Dead-Letter Topic Processing
Enabling DLQ
To enable DLQ, a Kafka binder based applications must provide a consumer group via the property spring.cloud.stream.bindings.<binding-name>.group
.
Anonymous consumer groups (i.e, where the application does not explicitly provide a group) cannot enable the DLQ feature.
When an application wants to send the record in error to a DLQ topic, that application must enable the DLQ feature, since this is not enabled by default.
To enable DLQ, the property spring.cloud.stream.kafka.bindings.<binding-name>.consumer.enable-dlq
must be set to true.
When DLQ is enabled, then after an error occurs from processing and all the retries are exhausted based on the spring.cloud.stream.bindings.<binding-name>.consumer.max-attempts
property, then that record will be sent to the DLQ topic.
By default, the max-attempts
property is set to three.
When max-attempts
property is greater than 1
, and dlq is enabled, then you will see that the retries are honoring the max-attempts
property.
When no dlq is enabled (which is the default), then the max-attempts
property does not have any bearing in the way how retries are handled.
In that case, the retries will fall back to the container defaults in Spring for Apache Kafka, which is 10
retries.
If an application wants to disable retries altogether when DLQ is disabled, then setting max-attempts
property to 1
will not work.
To completely disable retries in that case, you need to provide a ListenerContainerCustomizer
and then use appropriate Backoff
settings.
Here is an example.
@Bean
ListenerContainerCustomizer<AbstractMessageListenerContainer<?, ?>> customizer() {
return (container, destinationName, group) -> {
var commonErrorHandler = new DefaultErrorHandler(new FixedBackOff(0L, 0l));
container.setCommonErrorHandler(commonErrorHandler);
};
}
With this, the default container behavior will be disabled and no retries will be attempted. As noted above, when enabling DLQ, the binder settings will have precedence.
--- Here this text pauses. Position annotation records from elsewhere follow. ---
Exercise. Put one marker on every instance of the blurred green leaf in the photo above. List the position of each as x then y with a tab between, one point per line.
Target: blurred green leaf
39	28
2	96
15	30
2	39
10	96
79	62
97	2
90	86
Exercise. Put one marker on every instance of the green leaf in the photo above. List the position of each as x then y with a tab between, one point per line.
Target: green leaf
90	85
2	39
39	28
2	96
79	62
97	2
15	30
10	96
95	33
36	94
Handling Records in a Dead-Letter Topic
Because the framework cannot anticipate how users would want to dispose of dead-lettered messages, it does not provide any standard mechanism to handle them. If the reason for the dead-lettering is transient, you may wish to route the messages back to the original topic. However, if the problem is a permanent issue, that could cause an infinite loop. The sample Spring Boot application within this topic is an example of how to route those messages back to the original topic, but it moves them to a “parking lot” topic after three attempts. The application is another spring-cloud-stream application that reads from the dead-letter topic. It exits when no messages are received for 5 seconds.
The examples assume the original destination is so8400out
and the consumer group is so8400
.
There are a couple of strategies to consider:
-
Consider running the rerouting only when the main application is not running. Otherwise, the retries for transient errors are used up very quickly.
-
Alternatively, use a two-stage approach: Use this application to route to a third topic and another to route from there back to the main topic.
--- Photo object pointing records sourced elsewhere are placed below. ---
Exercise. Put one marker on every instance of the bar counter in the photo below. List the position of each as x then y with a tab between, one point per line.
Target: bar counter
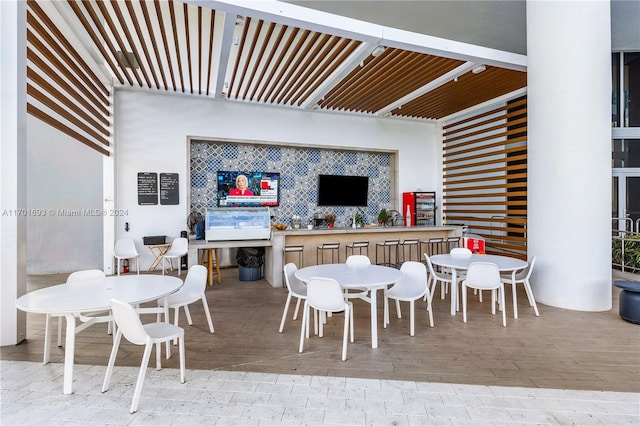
312	238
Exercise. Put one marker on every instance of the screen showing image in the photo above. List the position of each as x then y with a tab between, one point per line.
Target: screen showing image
248	189
349	191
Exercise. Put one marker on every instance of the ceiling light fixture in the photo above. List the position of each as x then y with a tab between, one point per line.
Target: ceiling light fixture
379	50
479	69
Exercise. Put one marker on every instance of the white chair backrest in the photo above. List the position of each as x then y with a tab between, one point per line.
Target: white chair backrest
358	259
460	252
294	285
430	266
530	268
483	275
196	280
178	246
88	274
414	279
128	322
125	248
325	294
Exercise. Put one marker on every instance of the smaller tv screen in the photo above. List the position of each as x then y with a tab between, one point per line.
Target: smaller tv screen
248	189
349	191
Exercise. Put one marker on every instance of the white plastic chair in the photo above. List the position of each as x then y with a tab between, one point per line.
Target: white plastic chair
193	290
296	288
357	259
325	295
179	247
435	277
484	276
75	276
125	249
134	331
522	277
413	286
The following code listings show the sample application:
spring.cloud.stream.bindings.input.group=so8400replay
spring.cloud.stream.bindings.input.destination=error.so8400out.so8400
spring.cloud.stream.bindings.output.destination=so8400out
spring.cloud.stream.bindings.parkingLot.destination=so8400in.parkingLot
spring.cloud.stream.kafka.binder.configuration.auto.offset.reset=earliest
spring.cloud.stream.kafka.binder.headers=x-retries
@SpringBootApplication
public class ReRouteDlqKApplication implements CommandLineRunner {
private static final String X_RETRIES_HEADER = "x-retries";
public static void main(String[] args) {
SpringApplication.run(ReRouteDlqKApplication.class, args).close();
}
private final AtomicInteger processed = new AtomicInteger();
@Autowired
private StreamBridge streamBridge;
@Bean
public Function<Message<?>, Message<?>> reRoute() {
return failed -> {
processed.incrementAndGet();
Integer retries = failed.getHeaders().get(X_RETRIES_HEADER, Integer.class);
if (retries == null) {
System.out.println("First retry for " + failed);
return MessageBuilder.fromMessage(failed)
.setHeader(X_RETRIES_HEADER, 1)
.setHeader(BinderHeaders.PARTITION_OVERRIDE,
failed.getHeaders().get(KafkaHeaders.RECEIVED_PARTITION_ID))
.build();
}
else if (retries < 3) {
System.out.println("Another retry for " + failed);
return MessageBuilder.fromMessage(failed)
.setHeader(X_RETRIES_HEADER, retries + 1)
.setHeader(BinderHeaders.PARTITION_OVERRIDE,
failed.getHeaders().get(KafkaHeaders.RECEIVED_PARTITION_ID))
.build();
}
else {
System.out.println("Retries exhausted for " + failed);
streamBridge.send("parkingLot", MessageBuilder.fromMessage(failed)
.setHeader(BinderHeaders.PARTITION_OVERRIDE,
failed.getHeaders().get(KafkaHeaders.RECEIVED_PARTITION_ID))
.build());
}
return null;
};
}
@Override
public void run(String... args) throws Exception {
while (true) {
int count = this.processed.get();
Thread.sleep(5000);
if (count == this.processed.get()) {
System.out.println("Idle, exiting");
return;
}
}
}
}